This "Confidentiality Agreement" (hereinafter referred to as the "Agreement") is entered into between NEC GRUP ÇETİNKAYA İNŞAAT TAAHHÜT TURİZM A.Ş., located at Üçevler Mah. 72. Sokak(220) Koçak İş Merkezi No:2 İç Kapı No:9 Nilüfer Bursa (hereinafter referred to as "NEC GRUP") and ...................., located at .................... (hereinafter referred to as "............."). NEC GRUP and ............. will collectively be referred to as the "Parties" and individually as a "Party."
The Parties may share certain Confidential Information with each other during the course of their communications, which may be necessary. This Agreement is made to define the procedures for exchanging confidential information and to set out the rights and obligations related to the protection of the Confidential Information shared between the Parties during their cooperation. This Agreement does not impose any obligation on the Parties to disclose or provide any document or information to each other.
For the purpose outlined in Article 1, the term "Confidential Information" refers to all the information that belongs to a Party and is considered a commercial secret or property, including but not limited to, design information, technical data, trade secrets, ideas and inventions, projects, drawings, models, software programs, algorithms, software modules, program source codes, technical specifications, product plans and technologies, software user manuals, marketing information, customer lists, forecasts and evaluations, financial reports, contract terms, records, and any other information or materials related to the Party's business. It also includes information related to NEC GRUP’s shareholders, affiliates, clients, consultants, and others to whom NEC GRUP has granted authorization or power of attorney.

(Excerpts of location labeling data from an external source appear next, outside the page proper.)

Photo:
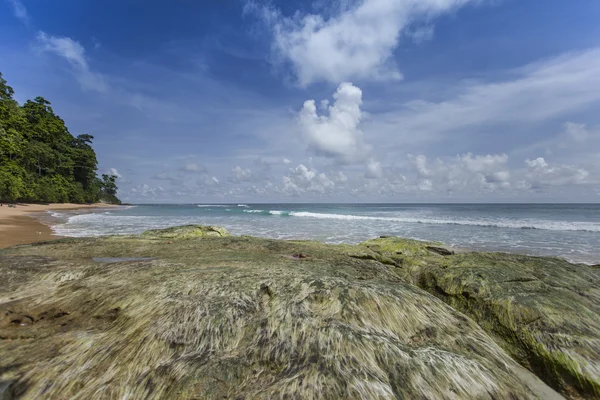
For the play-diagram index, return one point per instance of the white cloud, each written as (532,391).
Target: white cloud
(74,53)
(466,173)
(115,172)
(336,135)
(540,174)
(577,132)
(145,191)
(20,11)
(373,169)
(193,167)
(421,34)
(241,175)
(538,92)
(302,179)
(357,43)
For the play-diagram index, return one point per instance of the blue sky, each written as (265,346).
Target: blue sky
(319,101)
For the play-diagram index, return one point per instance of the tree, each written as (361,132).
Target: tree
(41,161)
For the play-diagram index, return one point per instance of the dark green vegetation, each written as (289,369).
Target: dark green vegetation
(194,313)
(40,161)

Any verbal, visual, or non-written confidential information, or information shared through methods such as projects, drawings, devices, or components will also be considered Confidential Information under this Agreement. If information is disclosed verbally, it will be considered Confidential Information as long as the disclosing Party clearly indicates its confidential nature at the time of disclosure and provides written notice to the receiving Party within 10 (ten) days of disclosure.

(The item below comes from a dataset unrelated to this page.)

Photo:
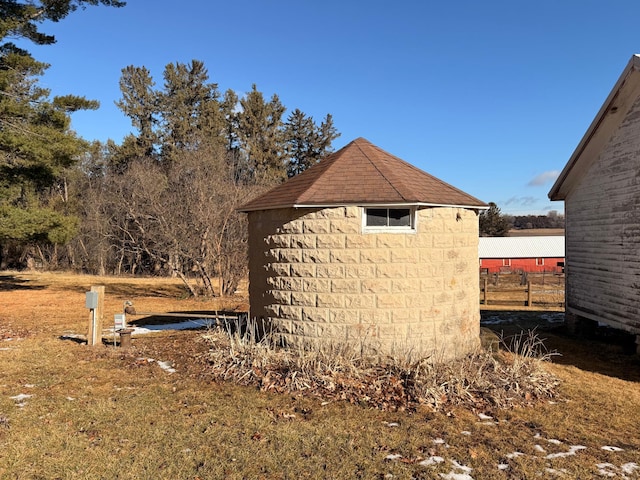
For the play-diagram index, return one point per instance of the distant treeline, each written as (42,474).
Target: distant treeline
(552,220)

The receiving Party agrees to comply with the following conditions regarding the protection and use of Confidential Information during the term of this Agreement, and indefinitely after the termination or expiration of the Agreement:
The receiving Party will have no responsibility or obligation regarding any Confidential Information if it meets the following criteria:
Each Party acknowledges that the Confidential Information remains the property of the disclosing Party and does not grant any rights or ownership over the Confidential Information to the receiving Party. Nothing in this Agreement shall be construed as granting the receiving Party any intellectual property rights or licenses to use the Confidential Information, except under separate agreements.
The disclosing Party shall not be held liable for any errors, omissions, direct, indirect, special, incidental, or consequential damages, including loss of profits or other losses, arising from the use of any Confidential Information.
7.1 The Parties agree that if any obligation related to the protection of Confidential Information is violated, the violating Party may be liable for damages to the other Party.
7.2 If Confidential Information is disclosed, stored, or used in an unauthorized or incorrect manner, the appropriate authorities may initiate legal proceedings.
This Agreement shall remain in effect for two (2) years from the date of signing unless extended by mutual written consent. After the expiration, the Agreement will automatically become invalid without further notice. Even if the Agreement is terminated or expires, the confidentiality obligations of the Parties will continue indefinitely.
Any disputes arising from the interpretation or implementation of this Agreement shall be governed by the laws of the Republic of Turkey, and the courts and enforcement offices of Bursa shall have exclusive jurisdiction.
The Parties agree not to seek reimbursement for any expenses incurred in the execution of this Agreement from the other Party.
The provisions of this Agreement constitute the entire understanding between the Parties and replace any prior oral or written agreements regarding its subject matter. Any amendments to this Agreement must be made in writing and signed by both Parties.
If any provision of this Agreement is found to be invalid, illegal, or unenforceable under any law or regulation, the remaining provisions will remain valid and enforceable.
This Agreement does not create any rights or obligations beyond its scope and shall not be interpreted as creating a partnership or any other business relationship.
Any notifications, requests, or other communications required or permitted under this Agreement shall be in writing in Turkish and sent by registered mail or notary, to the addresses specified on the first page of this Agreement. Any change in the addresses shall be notified to the other Party in writing. Notifications sent to these addresses are deemed to have been received by the intended recipient.